An activist on the legacy of Freedom Square By MICHAEL ROMAIN Editor
About a week before the canopy and tents at Freedom Square were taken down last month, we visited the vacant plot turned protest site in North Lawndale, which is located across the street from the Chicago Police Department’s controversial Homan Square facility, and spoke to Damon Williams, 23, who was a fixture at the site for most of the 41 days it was active. Williams is a member of Black Youth Project 100 and a co-founder of the Let Us
Breathe Collective, the organization that maintained Freedom Square since it was pitched in the wake of a demonstration in July protesting the alleged police abuse and illegal detention of Chicago residents at the Homan Square site.
How did all of this come about? This came about organically and collectively.

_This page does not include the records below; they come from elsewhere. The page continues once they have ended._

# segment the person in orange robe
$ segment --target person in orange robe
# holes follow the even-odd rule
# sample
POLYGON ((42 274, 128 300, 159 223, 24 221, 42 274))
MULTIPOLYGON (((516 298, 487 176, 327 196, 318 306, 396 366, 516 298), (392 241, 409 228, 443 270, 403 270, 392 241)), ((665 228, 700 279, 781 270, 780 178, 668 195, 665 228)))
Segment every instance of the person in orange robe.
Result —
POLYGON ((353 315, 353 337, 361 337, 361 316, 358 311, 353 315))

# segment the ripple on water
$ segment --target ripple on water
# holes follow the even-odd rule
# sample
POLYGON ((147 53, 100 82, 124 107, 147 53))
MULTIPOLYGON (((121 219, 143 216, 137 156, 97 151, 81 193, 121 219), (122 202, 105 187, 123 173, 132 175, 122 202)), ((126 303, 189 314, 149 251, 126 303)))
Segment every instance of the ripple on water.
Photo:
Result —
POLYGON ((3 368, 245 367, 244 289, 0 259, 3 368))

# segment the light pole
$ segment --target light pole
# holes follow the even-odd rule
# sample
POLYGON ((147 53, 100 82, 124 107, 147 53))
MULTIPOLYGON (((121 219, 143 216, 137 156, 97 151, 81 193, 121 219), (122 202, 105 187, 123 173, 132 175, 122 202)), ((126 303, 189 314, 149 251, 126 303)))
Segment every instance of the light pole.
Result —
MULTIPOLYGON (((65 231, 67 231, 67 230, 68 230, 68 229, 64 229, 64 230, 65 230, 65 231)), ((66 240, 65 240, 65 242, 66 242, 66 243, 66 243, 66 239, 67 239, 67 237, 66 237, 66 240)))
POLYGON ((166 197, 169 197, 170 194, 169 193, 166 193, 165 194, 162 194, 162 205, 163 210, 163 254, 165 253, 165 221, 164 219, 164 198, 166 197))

Everything you see has been donated and is the work of people who have identified as part of our collective. We have all type of people who here consistently. Young people have been here almost every day, all day.
Food comes from people all over the city and country and we’ve been able to feed people every day. We’ve probably fed over 1,000 people this month. We’ve also been giving away clothes and books. We don’t have a bank account. Everything you see is from the world and country supporting what we’re doing. That’s a powerful lesson in itself. This is organizing black liberation and what this proved to me is that the world believes in it, because they’ve supported us. We didn’t buy one canopy or tent or plate.